Yet another theologian/scientist

Yet another theologian/scientist April 20, 2019

 

Oxford promo image
Among the very most distinguished, most venerable, universities in the world.  (From the Oxford University website)

 

One of the obviously false claims that I most enjoy refuting appears in several forms.  The crudest of them holds that religion and science are simply incompatible.  A rational person cannot be both a theist and a scientist.  It’s so obviously false, in that formulation, and so easily rebutted via numerous examples to the contrary, that there is very little satisfaction to be derived from shooting it down — over and over and over again.  So the enjoyment occasioned by proving it false is shallow and short-lived, much like the pleasure to be derived from eating cotton candy.

 

However, the claim sometimes rears its goofy-looking head in a rather different guise.  According to this variation, rational people can indeed be both theists and scientists, but they accomplish this almost impossible miracle by shutting their reason down when it comes to religious belief.  They “compartmentalize” their minds.  Rather in the manner of Dr.
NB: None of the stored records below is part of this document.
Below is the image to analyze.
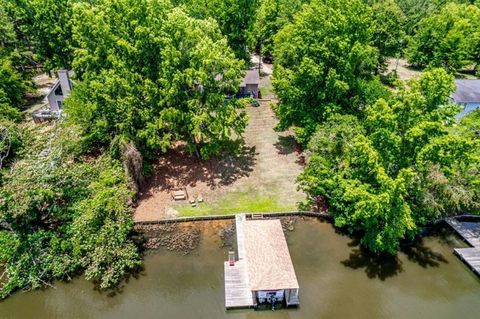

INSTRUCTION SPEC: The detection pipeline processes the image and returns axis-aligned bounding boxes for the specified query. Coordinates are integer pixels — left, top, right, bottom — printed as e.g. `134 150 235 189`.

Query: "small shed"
237 68 260 98
450 80 480 119
225 214 299 308
47 70 73 112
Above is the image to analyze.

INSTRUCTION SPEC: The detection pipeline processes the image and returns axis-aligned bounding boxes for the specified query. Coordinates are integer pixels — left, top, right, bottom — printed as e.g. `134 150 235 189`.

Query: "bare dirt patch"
135 102 304 221
387 58 422 81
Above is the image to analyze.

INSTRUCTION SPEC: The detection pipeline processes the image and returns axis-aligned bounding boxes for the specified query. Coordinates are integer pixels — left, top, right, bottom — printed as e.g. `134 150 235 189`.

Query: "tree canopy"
251 0 308 58
372 0 406 67
273 0 382 140
299 69 480 254
407 3 480 71
173 0 259 62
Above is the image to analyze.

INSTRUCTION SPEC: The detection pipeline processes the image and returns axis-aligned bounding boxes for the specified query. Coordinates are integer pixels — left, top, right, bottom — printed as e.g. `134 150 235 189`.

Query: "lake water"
0 219 480 319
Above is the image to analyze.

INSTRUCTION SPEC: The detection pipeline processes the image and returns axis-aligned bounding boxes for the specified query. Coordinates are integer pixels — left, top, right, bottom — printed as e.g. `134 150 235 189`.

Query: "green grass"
176 190 296 216
260 84 275 98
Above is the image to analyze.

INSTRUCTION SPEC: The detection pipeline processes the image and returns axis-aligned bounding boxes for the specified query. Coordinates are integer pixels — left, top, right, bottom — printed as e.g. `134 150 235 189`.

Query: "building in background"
450 80 480 119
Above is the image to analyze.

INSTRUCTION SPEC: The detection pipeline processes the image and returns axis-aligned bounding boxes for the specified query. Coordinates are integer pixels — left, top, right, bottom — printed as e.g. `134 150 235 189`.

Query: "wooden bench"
172 190 187 200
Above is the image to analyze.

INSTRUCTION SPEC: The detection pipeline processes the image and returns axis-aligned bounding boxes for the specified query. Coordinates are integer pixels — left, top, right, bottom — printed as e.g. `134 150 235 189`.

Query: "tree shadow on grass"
341 239 403 281
341 234 448 281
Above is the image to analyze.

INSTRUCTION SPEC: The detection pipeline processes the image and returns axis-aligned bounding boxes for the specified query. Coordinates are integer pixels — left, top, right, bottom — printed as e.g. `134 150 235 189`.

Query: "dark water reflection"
0 220 480 319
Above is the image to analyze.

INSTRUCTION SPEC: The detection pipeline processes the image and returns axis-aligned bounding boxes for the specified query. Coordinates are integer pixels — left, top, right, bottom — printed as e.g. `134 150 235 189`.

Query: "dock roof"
243 219 299 291
240 69 260 87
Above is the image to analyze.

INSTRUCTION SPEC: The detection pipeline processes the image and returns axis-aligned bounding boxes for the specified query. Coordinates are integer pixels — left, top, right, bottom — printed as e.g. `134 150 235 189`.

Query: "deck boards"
445 217 480 276
224 260 254 308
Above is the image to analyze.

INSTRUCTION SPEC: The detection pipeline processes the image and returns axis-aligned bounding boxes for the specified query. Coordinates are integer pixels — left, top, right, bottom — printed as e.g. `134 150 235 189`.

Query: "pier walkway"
445 217 480 276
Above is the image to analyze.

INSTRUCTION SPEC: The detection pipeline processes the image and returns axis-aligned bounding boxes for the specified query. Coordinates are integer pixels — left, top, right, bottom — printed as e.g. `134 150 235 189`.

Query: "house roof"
240 69 260 86
451 80 480 103
243 219 299 291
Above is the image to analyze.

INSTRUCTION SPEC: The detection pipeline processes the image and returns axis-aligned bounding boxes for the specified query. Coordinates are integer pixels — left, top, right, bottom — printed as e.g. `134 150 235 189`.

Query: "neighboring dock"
445 217 480 276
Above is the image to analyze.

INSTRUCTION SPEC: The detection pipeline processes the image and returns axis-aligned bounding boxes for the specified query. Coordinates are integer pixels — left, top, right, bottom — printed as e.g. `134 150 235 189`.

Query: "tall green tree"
273 0 382 141
30 0 75 71
299 69 480 254
0 126 140 298
251 0 308 58
66 0 246 158
407 3 480 71
177 0 259 62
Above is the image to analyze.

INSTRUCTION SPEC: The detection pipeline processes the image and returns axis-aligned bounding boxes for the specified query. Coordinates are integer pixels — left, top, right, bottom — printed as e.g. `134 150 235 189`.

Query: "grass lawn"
176 188 297 216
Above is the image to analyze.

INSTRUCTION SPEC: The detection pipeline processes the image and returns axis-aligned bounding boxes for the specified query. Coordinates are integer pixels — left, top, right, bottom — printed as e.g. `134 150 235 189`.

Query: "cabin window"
55 85 63 95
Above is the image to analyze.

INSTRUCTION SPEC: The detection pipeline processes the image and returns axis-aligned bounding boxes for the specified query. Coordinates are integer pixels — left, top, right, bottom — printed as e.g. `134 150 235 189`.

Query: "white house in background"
47 70 73 112
450 80 480 119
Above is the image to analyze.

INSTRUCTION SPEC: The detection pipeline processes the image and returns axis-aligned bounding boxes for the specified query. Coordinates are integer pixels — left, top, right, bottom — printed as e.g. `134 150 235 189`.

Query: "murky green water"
0 220 480 319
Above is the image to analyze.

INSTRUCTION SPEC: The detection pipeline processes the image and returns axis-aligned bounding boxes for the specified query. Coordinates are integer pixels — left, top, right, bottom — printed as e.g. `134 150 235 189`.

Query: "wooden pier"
445 217 480 276
224 214 299 309
224 260 255 309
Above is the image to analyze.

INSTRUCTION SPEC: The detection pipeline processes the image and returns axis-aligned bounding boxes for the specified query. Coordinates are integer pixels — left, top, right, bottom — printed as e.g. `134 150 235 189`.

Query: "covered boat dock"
224 214 299 308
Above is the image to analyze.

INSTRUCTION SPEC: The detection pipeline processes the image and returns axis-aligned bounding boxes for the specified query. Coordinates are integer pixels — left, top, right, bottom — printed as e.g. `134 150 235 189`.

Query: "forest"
0 0 480 298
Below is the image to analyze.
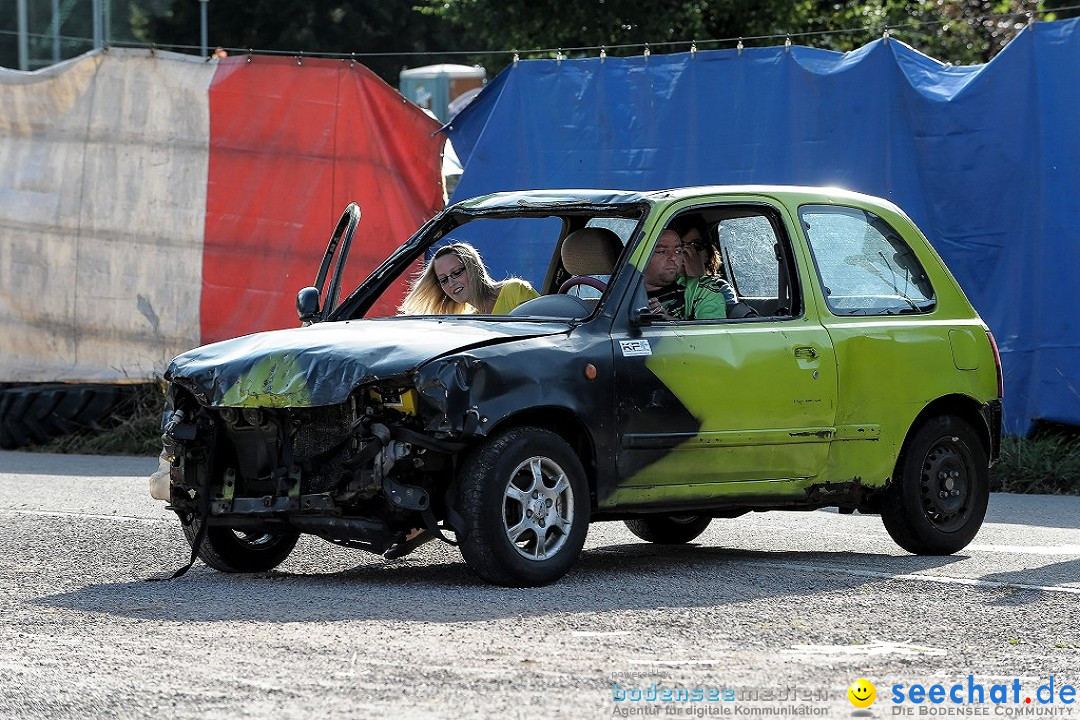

Jekyll and Mr. Hyde, they are reasonable when it comes to scientific matters, but quite unreasonable when “thinking” about theological issues.  Many of them, in fact, are simply carrying on childishly with what they were taught when they were small, scarcely reasoning about it in any genuine way.  They are pathetic and, from the superior vantage point of the enlightened atheist, to be pitied and condescended to — even if they happen to hold, say, a Nobel Prize in some science or another and even if the atheist is an anonymous internet poster with absolutely no scientific credentials or achievements to his name.

 

It’s difficult to see how such a complacently dismissive attitude fits someone like, say, the prolific Anglo-Irish writer Alister McGrath, with his current total of three Oxford doctorates — a D.Phil. in molecular biology, a D.D. in historical and systematic theology, and a D.Litt. in intellectual history.  (See “Finding God through the history, philosophy of science.”)  It seems implausible to suggest, especially in view of his many books on the subject, that he hasn’t given much thought to religion and science.

 

And I’ve just now come across another person who seems to deserve some future attention in this regard:

 

Father Andrew Pinsent (b. 1966) holds a first-class degree in physics and a D.Phil. in high-energy physics from Oxford, as well as  three degrees in philosophy and theology from the Pontifical Gregorian University in Rome and a Ph.D. in philosophy from Saint Louis University.  He is currently Research Director of the Ian Ramsey Centre for Science and Religion, which is part of the Faculty of Theology and Religion at the University of Oxford, as well as a Research Fellow at Harris Manchester College, Oxford, and an ordained Catholic priest.  I’ll bet that he too has thought at least a bit about both science and religion, and about their relationship to each other.  Just a hunch, of course.  I could be wrong.  Maybe he’s never really thought about anything at all.